Perhaps the real issue that Christ highlighted in his parable was the danger in dismissing an approach to God based on genuine contrition, especially when it casts us in a better light to contrast our public piety with the notorious misdeeds of others. We're all guilty of that."
So let's take a look at "Love the sinner, hate the sin" in action:
The whole "Hate the sin, love the sinner bit" bit is a rhetorical cudgel to clobber other people while letting us feel superior. See the example above.
I'm all for contrition. When you bear false witness against your neighbors (especially when you deliberately and publicly misrepresent their lives and their relationships), then you should feel contrite.
However, contrition is not necessarily an entrance fee for salvation. It's what we should feel when we deliberately harm someone.
God loves us the same way we love each other, in our entirety, because of and despite so much. Just as we do not single out aspects of each other to love and others to hate, so God does not either. Anything else is not love. It is something else.
Failure to conform to the demands of a Bronze Age purity code that cannot stand up to the tests of reality and morality is no cause for contrition.
7 comments:
All I can say is, If you can hate the sin but not the sinner, I can hate the beliefs but not the believers!

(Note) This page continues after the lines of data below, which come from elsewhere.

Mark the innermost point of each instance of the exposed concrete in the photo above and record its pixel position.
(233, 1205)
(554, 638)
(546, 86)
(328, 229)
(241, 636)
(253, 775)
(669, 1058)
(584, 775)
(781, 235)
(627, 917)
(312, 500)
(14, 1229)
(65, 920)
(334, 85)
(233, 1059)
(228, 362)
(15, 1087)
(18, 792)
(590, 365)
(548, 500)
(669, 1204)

"I can hate the beliefs but not the believers!"
I should certainly hope so.
I am not sure what the video has to do with this question--that guy seems to be the point man for the "hate the sin and hate the sinner" team.

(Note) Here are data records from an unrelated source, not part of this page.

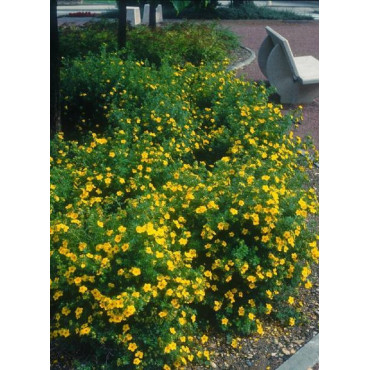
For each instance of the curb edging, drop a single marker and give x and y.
(304, 358)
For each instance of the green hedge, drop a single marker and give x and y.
(179, 42)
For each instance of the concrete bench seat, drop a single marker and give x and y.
(295, 78)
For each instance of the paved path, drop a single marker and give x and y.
(303, 37)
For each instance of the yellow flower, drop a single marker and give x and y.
(82, 289)
(260, 329)
(85, 331)
(201, 209)
(268, 308)
(182, 321)
(136, 361)
(183, 241)
(65, 311)
(147, 288)
(121, 229)
(78, 312)
(135, 271)
(139, 354)
(217, 305)
(132, 347)
(130, 310)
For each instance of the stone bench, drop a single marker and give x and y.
(158, 14)
(295, 78)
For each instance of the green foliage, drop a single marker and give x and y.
(182, 43)
(248, 10)
(188, 211)
(179, 43)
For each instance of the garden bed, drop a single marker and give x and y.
(278, 343)
(204, 238)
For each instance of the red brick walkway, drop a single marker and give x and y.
(303, 38)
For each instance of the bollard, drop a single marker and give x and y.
(158, 14)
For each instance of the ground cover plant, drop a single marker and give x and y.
(185, 207)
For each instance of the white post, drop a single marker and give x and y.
(145, 19)
(159, 14)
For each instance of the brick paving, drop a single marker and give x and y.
(303, 37)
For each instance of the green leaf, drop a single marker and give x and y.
(180, 5)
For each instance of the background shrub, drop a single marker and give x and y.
(179, 42)
(189, 211)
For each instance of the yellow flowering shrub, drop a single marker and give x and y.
(189, 210)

I'm not sure why people hate this formulation so much, the separation of moral discernment from individual hatred. It's not always easy to do, but it's a fairly common thing, and I'm not sure how the other alternatives stack up to it.
Every parent has had that time when a child has hurt someone else, and been scolded, and tearfully bursts out, "You hate me!", and mom or dad releases the brow, and smiles, and says, "No, I love you, but I really hate what you did to your friend." It's how we come to understand that being expected to behave lovingly is not hating us.

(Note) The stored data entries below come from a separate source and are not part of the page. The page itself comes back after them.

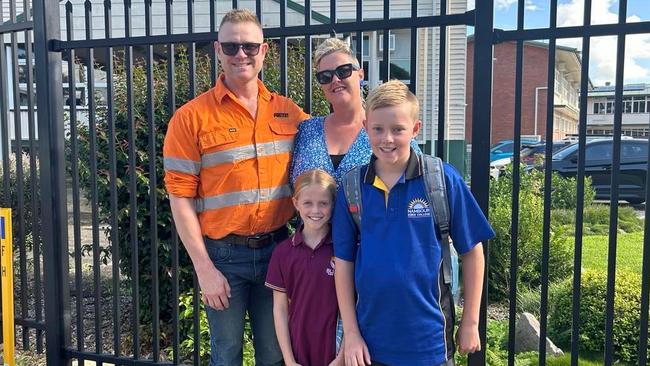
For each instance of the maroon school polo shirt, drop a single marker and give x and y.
(307, 277)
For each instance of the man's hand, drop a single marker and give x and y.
(215, 290)
(356, 351)
(467, 338)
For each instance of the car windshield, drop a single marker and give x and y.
(562, 153)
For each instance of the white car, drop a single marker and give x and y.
(497, 166)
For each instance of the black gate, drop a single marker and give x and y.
(102, 93)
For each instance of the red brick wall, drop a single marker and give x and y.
(503, 90)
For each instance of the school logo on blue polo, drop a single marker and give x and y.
(418, 207)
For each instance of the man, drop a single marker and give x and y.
(227, 154)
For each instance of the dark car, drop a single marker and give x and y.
(530, 152)
(598, 166)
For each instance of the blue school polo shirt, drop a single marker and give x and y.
(397, 263)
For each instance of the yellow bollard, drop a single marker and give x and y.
(7, 274)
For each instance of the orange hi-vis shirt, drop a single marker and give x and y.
(235, 167)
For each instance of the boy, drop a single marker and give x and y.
(402, 314)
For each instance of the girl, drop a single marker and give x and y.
(301, 274)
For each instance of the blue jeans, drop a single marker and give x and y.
(245, 269)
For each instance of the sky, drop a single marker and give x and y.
(602, 63)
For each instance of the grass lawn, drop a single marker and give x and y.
(629, 252)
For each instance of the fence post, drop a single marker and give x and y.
(53, 192)
(482, 113)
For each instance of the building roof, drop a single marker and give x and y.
(629, 89)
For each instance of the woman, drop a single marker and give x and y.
(337, 142)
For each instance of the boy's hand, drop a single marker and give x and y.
(339, 360)
(356, 351)
(467, 338)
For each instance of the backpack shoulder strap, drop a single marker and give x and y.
(434, 182)
(352, 191)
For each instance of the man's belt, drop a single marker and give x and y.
(258, 240)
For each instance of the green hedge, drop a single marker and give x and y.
(593, 297)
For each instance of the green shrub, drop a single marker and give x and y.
(529, 244)
(142, 174)
(596, 219)
(592, 313)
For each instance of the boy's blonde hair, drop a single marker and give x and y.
(315, 176)
(333, 45)
(390, 94)
(236, 16)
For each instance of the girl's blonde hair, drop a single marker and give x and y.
(315, 176)
(333, 45)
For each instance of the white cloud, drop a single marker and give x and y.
(602, 66)
(531, 6)
(504, 4)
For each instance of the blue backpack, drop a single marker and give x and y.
(434, 183)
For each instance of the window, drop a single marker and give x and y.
(391, 42)
(635, 150)
(601, 151)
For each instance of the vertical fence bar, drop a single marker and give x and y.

It's not easy to hate war and love George Bush. It's not easy to hate torture and love Dick Cheney. But that is precisely what Christians, at least, are expressly called to do by Jesus. "Love your enemies."
Part of its possibility lies in equivocation. To hate greed is not the same as hating a greedy person. It can lead to it, and obviously it often does (see Exhibit A above), but it need not.
So, in the end, there are four possibilities (let's take murder as our example):
1. Love murder and love the murderer.
2. Love murder and hate the murderer.
3. Hate murder and love the murderer.
4. Hate murder and hate the murderer.
Of these four, I think the Christian faith still calls us to go with number three. It isn't easy, but I think it's possible. And I think it far better than learning to love murder so that we can love the murderer.
(And this, of course, entirely skirts over what is often the real issue in these disputes, whether a particular thing is, in fact, a sin. If it is not, "Hate the virtue" is not really an option.)
Hatred is a pointless, selfish, and self-destroying emotion. This comes from someone who hates a lot. It is useless, exhausting, and ungodly, regardless of its inclusion in the bible as being something God does. If He does do it, having done it myself, and knowing its source and effect, He is not God.
Anyone whose "sin" is hated knows the "love the sinner, hate the sin" platitude doesn't wash. It's visceral and maybe that's because the "sin" they are hating is an integral part of my identity, viz. being gay. So an integral part of me is being hated and the distinction simply does not hold up. We can play abstract games and even say God loves us all unconditionally and does not view our sins kindly, which I believe is true, but that is way too abstract. When the rubber meets the road in human interactions the "sinners" know they are not loved either.
Not the biggest congregation, is it?
Pastor Worley makes me think that we should reconsider Godwin's Law.
I've said, for quite some time, Counterlight, that the only people who invoke Godwin's Law are people with a Nazi agenda.